Cellular and T cell engager Immunotherapy
Category: Cellular and T cell engager Immunotherapy
Trial in Progress: QUINTESSENTIAL-2—A Phase 3 Study of Arlocabtagene Autoleucel Vs Standard of Care in Adult Patients With Relapsed and Refractory Multiple Myeloma (RRMM) Refractory to Lenalidomide

Rakesh Popat, BSc, MBBS, MRCP, FRCPath, PhD
Consultant Haematologist
NIHR UCLH Clinical Research Facility, University College London Hospitals NHS Foundation Trust, London, UK
Despite advances in MM treatment, nearly all patients (pts) will relapse, highlighting the need for new drug classes to improve outcomes in RRMM. Further, MM refractory to lenalidomide, an immunomodulatory drug (IMiD) used in frontline and maintenance therapies, poses an additional challenge as the disease is less likely to respond to subsequent treatment.
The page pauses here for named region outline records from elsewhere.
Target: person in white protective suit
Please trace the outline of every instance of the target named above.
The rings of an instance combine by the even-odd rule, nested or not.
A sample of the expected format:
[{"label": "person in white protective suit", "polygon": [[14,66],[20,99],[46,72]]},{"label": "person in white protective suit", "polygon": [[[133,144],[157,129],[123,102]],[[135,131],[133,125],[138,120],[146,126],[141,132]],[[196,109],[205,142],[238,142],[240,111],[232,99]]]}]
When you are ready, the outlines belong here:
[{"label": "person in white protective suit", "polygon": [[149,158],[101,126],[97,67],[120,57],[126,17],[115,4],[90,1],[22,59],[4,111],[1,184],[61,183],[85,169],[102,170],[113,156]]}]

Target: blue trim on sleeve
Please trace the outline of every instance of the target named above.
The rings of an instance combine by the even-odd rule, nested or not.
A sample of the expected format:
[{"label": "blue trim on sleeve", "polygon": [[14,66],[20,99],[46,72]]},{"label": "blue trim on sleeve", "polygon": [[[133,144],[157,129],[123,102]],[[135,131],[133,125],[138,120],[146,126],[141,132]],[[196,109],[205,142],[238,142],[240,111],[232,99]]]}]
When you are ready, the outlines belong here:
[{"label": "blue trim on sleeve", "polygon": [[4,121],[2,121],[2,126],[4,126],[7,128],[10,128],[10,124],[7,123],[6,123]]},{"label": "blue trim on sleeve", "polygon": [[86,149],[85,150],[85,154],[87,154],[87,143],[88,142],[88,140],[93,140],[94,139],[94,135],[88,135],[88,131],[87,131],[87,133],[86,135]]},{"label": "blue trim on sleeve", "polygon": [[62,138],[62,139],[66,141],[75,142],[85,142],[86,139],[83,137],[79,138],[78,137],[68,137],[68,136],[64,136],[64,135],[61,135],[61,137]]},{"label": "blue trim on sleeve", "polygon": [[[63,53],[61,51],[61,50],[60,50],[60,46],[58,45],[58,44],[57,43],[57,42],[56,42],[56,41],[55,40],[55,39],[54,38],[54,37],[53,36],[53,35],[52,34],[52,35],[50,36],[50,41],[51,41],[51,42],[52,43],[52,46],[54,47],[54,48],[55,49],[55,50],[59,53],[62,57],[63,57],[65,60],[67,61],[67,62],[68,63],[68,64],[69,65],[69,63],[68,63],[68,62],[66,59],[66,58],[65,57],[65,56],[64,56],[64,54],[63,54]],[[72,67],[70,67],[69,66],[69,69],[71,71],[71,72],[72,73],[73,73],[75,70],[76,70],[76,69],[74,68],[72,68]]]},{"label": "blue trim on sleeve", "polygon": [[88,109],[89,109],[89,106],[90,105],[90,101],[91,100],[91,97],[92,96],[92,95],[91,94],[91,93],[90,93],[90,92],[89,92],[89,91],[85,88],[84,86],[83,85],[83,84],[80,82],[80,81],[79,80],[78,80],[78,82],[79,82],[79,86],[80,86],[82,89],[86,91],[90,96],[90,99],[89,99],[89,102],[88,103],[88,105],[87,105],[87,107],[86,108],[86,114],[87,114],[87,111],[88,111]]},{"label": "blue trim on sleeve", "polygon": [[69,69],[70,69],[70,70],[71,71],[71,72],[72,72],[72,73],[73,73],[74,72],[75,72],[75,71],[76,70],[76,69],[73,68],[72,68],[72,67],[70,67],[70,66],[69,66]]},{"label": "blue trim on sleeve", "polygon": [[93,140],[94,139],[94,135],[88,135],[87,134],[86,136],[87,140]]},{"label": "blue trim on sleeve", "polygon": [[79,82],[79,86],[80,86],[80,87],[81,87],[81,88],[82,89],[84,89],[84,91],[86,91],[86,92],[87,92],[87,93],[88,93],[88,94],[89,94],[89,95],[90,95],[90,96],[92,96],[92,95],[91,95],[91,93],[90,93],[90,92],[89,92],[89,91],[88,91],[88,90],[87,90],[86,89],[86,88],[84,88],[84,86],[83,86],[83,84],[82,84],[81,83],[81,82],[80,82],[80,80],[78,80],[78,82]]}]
G protein-coupled receptor class C group 5 member D (GPRC5D) is a promising therapeutic target for MM as the receptor is highly expressed on malignant plasma cells; it has little to no expression on non-plasma immune cells and limited expression elsewhere. Arlocabtagene autoleucel (arlo-cel) is a GPRC5D-directed autologous CAR T-cell therapy that has demonstrated safety and efficacy in pts with RRMM in a first-in-human phase 1 study. Following a single infusion of arlo-cel (150×106 CAR T-cells), overall response rate (ORR) was 96% (23/24) and 91% (21/23) in those with 1-3 and ≥3 prior lines of therapy (pLOT), respectively (Bal S, et al. ASH 2024. Abstracts 2069 and 922). We present the design of QUINTESSENTIAL-2 (NCT06615479), a randomized, open-label, multicenter, phase 3 confirmatory study comparing the efficacy and safety of arlo-cel versus standard of care (SOC) in adults with RRMM.
Methods:
Pts aged ≥18 y must have received 1-3 pLOT (may include a proteasome inhibitor, IMiD, and anti-CD38 antibody), be refractory to lenalidomide (progression on or within 60 days of completing therapy), and have confirmed MM diagnosis per International Myeloma Working Group criteria, measurable disease during screening, and ECOG performance status 0 or 1. Eligible pts will be randomized 1:1 to Arm-A or Arm-B. Pts randomized to Arm-A will receive a single infusion of arlo-cel, including leukapheresis within 3 days of randomization, bridging therapy of DPd (daratumumab, pomalidomide, dexamethasone) or Kd (carfilzomib, dexamethasone) per Investigator choice within 3 days of leukapheresis, and lymphodepleting chemotherapy prior to arlo-cel infusion. Pts randomized to Arm-B will receive SOC of DPd or Kd per Investigator choice, dosed per labeling. Primary endpoints are progression-free survival and minimal residual disease (MRD) negativity in complete response. Secondary endpoints include overall survival, ORR, MRD-negative status, complete response rate, time to response, duration of response, pharmacokinetics, patient-reported quality of life outcomes, and safety. Pts will be followed for ≤5 years after the last pt is randomized, with a subsequent long-term follow-up study (≤15 years post-infusion) for pts receiving arlo-cel.
Results:
This is a trial in progress and is expected to enroll 440 pts at over 100 sites globally. The first pt was enrolled in March 2025.
Conclusions: This phase 3 study will compare the efficacy and safety of arlo-cel versus SOC in adult pts with RRMM who are refractory to lenalidomide.